Upton points out, “These were very competitive grants. Hundreds of cities applied and only 8% were selected.” Not only that, he adds, “Phoenix was awarded $2.9M, the 4th largest grant in the country.”
At the time of the grant application (2011), Upton contends that Phoenix was still hurting from the recession and “there was a strong feeling that we needed to try something different, to have a time out and think about how to develop our city differently. We’d just invested in a huge light rail project, and we needed to make the most of it.”
Thus was born Reinvent Phoenix. The Planning Department was the lead applicant, but “it was very much a collaborative process,” said Upton. “We needed about eight other city departments to participate in the process – streets, parks, art & culture, public works, etc….and we also had to reach out to community partners.”
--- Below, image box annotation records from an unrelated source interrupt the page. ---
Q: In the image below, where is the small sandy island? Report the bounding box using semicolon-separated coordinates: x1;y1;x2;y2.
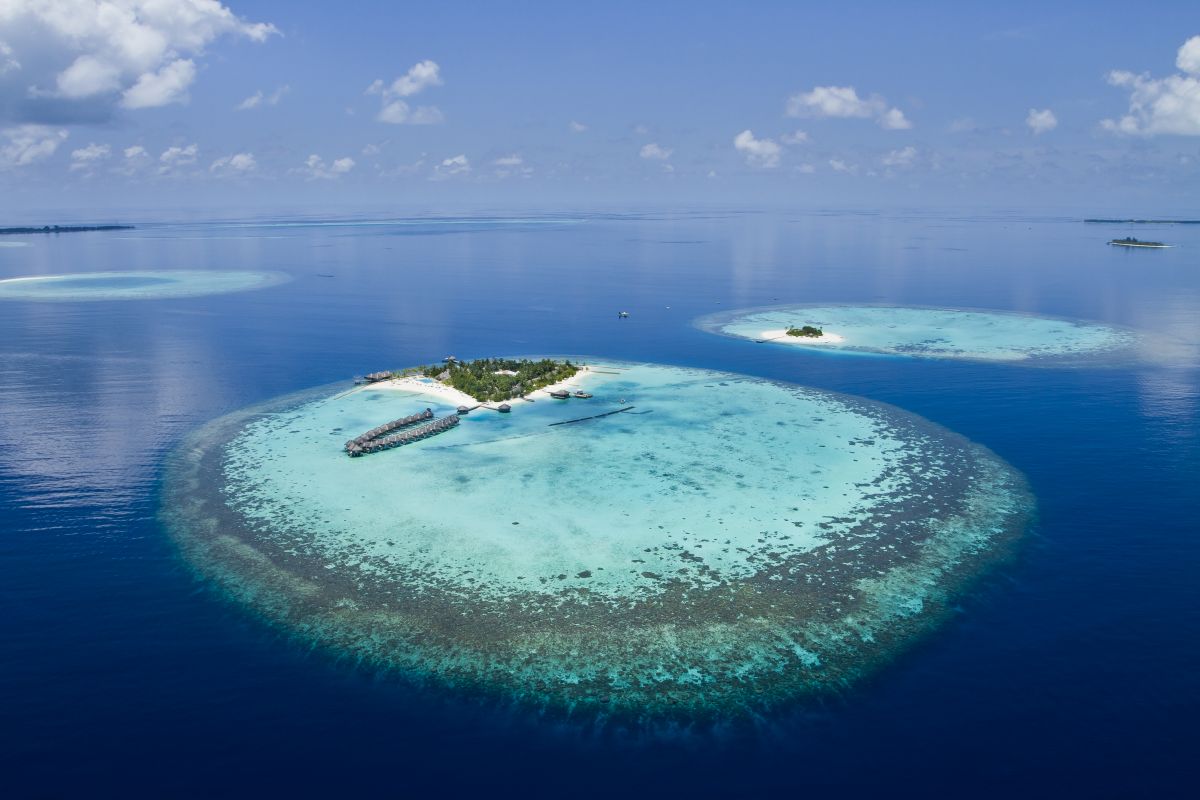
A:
360;366;592;410
758;327;846;344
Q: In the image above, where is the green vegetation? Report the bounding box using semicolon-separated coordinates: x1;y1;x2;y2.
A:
402;359;580;403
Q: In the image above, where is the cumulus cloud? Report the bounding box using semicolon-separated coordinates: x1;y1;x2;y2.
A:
0;125;67;170
71;142;113;172
786;86;912;131
0;0;278;119
158;143;200;175
366;60;444;125
0;42;20;76
492;154;533;178
1100;36;1200;136
296;154;354;180
433;154;470;179
1025;108;1058;136
209;152;258;175
880;145;917;167
234;85;292;112
376;100;445;125
638;142;674;161
733;128;784;169
121;59;196;108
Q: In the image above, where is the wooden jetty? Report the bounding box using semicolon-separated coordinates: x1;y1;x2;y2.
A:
346;409;458;457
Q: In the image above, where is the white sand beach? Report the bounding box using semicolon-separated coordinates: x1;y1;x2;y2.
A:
360;366;600;410
758;327;846;344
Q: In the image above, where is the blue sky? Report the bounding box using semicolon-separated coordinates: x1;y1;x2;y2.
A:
0;0;1200;217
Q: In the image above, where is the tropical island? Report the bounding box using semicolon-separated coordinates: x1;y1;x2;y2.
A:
367;356;580;403
0;225;133;235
They began by asking a bold question, “Can we create and implement a vision that can demonstrate a better Phoenix?….As the light rail expands, through this vision can we create a new model for how we develop our city that includes best practices, walkability, and equity – where everyone benefits?” The vision was “not just a place where wealthy people go, not just a café scene or art scene, but daycare facilities, decent housing and healthcare for the people who work in the cafes and neighborhood businesses.”
“HUD awarded us the grant because of both the ideas in the plan and the partners that were brought into process,” said Upton, who emphasizes that these partnerships are significant not just for the purposes of the grant, but in order to have a long-term impact on the city. “That was the hope,” said Upton, “to bring partners into almost a movement, using civic leadership to create coalition.” From Upton’s perspective, “building these partnerships upfront means that everyone has ownership in the outcome. Everyone is invested in the vision and the road map that creates investment and equity for the long term.”
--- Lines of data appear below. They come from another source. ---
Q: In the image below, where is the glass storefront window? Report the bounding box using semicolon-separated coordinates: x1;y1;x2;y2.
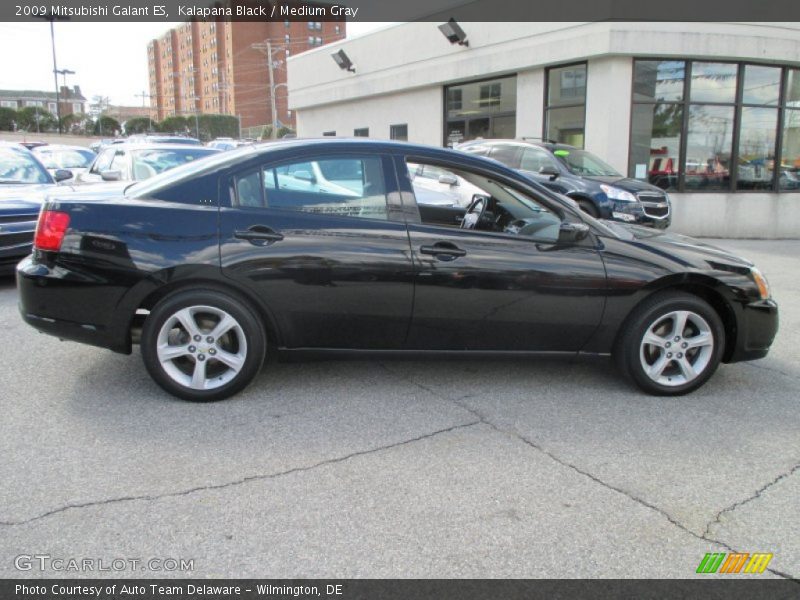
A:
445;76;517;146
778;109;800;191
742;65;781;106
628;59;800;192
684;104;734;190
689;62;739;103
633;60;686;102
736;106;778;190
547;106;586;148
629;104;683;190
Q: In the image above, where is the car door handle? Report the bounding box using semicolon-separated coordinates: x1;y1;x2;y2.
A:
419;242;467;260
233;225;283;245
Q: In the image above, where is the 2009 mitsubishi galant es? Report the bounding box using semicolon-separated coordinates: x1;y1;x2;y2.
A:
17;140;778;401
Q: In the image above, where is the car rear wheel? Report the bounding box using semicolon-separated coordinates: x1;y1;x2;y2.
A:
615;292;725;396
142;290;266;402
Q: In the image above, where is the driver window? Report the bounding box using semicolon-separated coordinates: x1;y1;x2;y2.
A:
408;160;561;243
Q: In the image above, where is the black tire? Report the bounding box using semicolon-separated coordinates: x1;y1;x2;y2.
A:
141;290;267;402
614;291;725;396
576;199;600;219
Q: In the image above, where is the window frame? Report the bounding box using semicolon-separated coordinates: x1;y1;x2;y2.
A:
627;56;800;194
542;60;589;150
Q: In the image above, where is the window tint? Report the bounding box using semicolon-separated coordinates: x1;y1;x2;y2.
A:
519;147;558;173
92;148;117;173
489;144;520;168
234;157;388;219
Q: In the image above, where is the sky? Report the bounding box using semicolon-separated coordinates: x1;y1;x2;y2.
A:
0;22;387;106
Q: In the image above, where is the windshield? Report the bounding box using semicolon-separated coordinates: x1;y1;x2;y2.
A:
36;148;97;169
553;148;622;177
0;148;53;184
133;146;217;181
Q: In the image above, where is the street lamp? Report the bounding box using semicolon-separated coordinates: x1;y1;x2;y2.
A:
36;14;69;135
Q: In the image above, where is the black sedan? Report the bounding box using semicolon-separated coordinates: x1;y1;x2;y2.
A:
17;139;778;401
0;142;72;275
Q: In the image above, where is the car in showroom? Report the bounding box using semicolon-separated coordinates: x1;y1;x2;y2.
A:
457;139;672;229
32;144;96;178
75;143;220;185
0;142;72;275
17;138;778;401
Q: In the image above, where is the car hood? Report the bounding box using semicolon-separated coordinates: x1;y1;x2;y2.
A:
584;176;665;194
602;220;753;271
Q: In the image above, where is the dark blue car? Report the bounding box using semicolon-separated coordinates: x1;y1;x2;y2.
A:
457;140;672;229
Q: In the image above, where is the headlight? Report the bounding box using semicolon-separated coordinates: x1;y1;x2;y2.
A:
750;267;771;300
600;183;638;202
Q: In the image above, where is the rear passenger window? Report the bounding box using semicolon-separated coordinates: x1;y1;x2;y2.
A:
234;157;388;219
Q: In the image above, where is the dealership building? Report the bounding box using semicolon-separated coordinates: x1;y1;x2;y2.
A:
288;22;800;238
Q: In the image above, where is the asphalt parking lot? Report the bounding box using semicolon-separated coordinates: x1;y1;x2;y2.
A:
0;240;800;578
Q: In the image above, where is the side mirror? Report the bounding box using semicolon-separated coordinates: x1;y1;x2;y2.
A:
558;221;589;244
539;166;561;181
292;171;317;183
54;169;72;183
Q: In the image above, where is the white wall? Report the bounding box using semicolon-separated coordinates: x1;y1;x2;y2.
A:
297;87;444;146
584;56;633;173
517;69;544;137
670;192;800;239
This collaborative model helps dispel what Upton calls “every planner’s fear….that we’ll spend hours, months, energy and dedication to create a plan that just collects dust on a shelf. No one wants that.”
Reinvent is a transformational program – so it needs to have legs over decades. In order to do that it required upfront civic leadership and community engagement instead of top down planning. Upton says, “It’s much harder to do, but if you put the upfront work in, it pays dividends going forward. It’s important to build broad community ownership, so that many people support the plan over time.”
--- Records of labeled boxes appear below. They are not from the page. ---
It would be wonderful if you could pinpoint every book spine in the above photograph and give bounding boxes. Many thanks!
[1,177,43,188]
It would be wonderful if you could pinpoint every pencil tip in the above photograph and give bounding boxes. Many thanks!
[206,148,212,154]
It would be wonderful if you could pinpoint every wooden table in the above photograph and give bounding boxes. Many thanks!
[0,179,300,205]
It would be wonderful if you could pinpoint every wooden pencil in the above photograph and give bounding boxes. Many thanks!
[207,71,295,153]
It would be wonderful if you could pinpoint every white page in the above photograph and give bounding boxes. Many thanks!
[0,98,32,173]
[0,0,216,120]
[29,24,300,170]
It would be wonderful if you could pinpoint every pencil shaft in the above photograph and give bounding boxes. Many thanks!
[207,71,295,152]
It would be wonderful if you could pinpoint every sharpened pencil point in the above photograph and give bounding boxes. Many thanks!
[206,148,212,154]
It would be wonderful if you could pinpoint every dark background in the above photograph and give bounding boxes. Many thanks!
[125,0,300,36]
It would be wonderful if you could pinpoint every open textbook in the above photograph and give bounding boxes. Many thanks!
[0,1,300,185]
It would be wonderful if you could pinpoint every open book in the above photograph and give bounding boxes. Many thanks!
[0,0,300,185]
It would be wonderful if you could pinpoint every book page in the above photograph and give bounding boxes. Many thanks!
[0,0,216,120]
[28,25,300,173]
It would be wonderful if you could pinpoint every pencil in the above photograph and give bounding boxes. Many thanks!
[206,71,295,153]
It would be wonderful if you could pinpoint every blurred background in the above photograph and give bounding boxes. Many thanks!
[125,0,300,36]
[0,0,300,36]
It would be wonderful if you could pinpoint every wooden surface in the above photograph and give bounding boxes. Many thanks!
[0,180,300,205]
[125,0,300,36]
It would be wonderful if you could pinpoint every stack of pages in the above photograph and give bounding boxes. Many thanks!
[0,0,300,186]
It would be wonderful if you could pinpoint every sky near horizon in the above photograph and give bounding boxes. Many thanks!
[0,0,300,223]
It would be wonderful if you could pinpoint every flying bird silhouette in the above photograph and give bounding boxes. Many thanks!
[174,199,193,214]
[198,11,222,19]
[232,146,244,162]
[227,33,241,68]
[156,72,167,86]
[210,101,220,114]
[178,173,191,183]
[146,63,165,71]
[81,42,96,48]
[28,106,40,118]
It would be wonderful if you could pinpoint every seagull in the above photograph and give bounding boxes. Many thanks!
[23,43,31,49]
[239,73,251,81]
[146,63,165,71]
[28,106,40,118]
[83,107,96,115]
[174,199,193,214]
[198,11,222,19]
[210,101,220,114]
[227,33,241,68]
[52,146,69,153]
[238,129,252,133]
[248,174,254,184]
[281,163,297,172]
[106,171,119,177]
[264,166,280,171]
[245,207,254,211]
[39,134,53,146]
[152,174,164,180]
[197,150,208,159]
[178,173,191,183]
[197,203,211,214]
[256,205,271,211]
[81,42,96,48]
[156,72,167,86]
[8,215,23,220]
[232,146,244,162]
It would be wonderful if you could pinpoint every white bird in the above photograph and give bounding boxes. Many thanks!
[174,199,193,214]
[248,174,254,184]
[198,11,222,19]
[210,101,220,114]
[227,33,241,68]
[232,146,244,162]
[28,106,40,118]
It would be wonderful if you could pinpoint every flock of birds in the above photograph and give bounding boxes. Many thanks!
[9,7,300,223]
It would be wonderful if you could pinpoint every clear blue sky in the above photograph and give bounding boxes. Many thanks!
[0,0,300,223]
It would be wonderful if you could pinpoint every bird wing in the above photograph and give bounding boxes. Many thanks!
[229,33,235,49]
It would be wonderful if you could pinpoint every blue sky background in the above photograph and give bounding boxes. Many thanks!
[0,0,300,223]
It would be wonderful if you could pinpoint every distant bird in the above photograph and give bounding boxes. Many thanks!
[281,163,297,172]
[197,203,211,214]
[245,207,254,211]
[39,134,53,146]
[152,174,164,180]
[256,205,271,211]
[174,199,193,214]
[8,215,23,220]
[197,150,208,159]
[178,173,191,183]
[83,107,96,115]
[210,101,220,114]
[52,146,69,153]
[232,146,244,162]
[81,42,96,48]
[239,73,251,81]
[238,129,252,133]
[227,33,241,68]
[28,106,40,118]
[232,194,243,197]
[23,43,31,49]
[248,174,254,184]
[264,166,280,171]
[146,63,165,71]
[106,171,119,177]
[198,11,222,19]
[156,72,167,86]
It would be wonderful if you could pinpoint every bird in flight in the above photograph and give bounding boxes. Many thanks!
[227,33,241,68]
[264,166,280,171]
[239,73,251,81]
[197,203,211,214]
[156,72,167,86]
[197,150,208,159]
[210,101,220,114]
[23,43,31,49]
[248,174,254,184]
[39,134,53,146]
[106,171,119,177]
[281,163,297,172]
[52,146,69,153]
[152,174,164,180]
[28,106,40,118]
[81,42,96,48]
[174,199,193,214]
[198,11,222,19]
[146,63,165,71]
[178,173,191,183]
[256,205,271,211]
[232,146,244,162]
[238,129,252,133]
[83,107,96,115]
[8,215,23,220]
What are Curt Upton’s thoughts about the long-term impact on the City from the Reinvent Phoenix program? He says, “I hope that it helps position Phoenix to benefit over the next couple of decades. There’s a unique historic occurrence in cities going on right now. Two large demographic groups – millennials and baby boomers are converging on the real estate market and they both want the same things – walkable neighborhoods with amenities close by.”
Regarding baby boomers, Upton notes that “A whole generation will be over 65 in the next two decades. Increasingly they will be looking to get out of the suburbs and find ways to live that aren’t as costly and are easier to navigate if you don’t want to or can’tdrive.”
He adds, “At the same time you have the millennials coming in with a different set of preferences than the previous generation. And it’s not just going to be a fad. This younger generation is looking for a different product than in the past.”
Upton just returned from a conference in Seattle where he heard the phenomenon described by a real estate fund manager described as “planes in the air, looking to land.”
He explains, “Investors want to invest, but they are looking for good places to land. Cities can position themselves for investment by creating the right conditions for investors to land.” He adds, “Reinvent helps Phoenix take advantage of this historical opportunity to make our city better.”
Upton is a Phoenix native and has spent the last nine years with the City Planning and Development Department. Wednesday, April 29, was his last day, however, as he has been lured to a new job in planning in Denver.
“Denver is similar to Phoenix, but a little ahead of us. It’s an opportunity. I’m a Phoenix native and have lived here my whole life, but I respect the work they are doing in Denver and it is a chance to learn stuff.”
“Nine years ago I took the job with the city for the opportunity to do important work.” In reflecting back, he is grateful for the entrepreneurial, hands off management in the department that empowered him and his staff to do just that.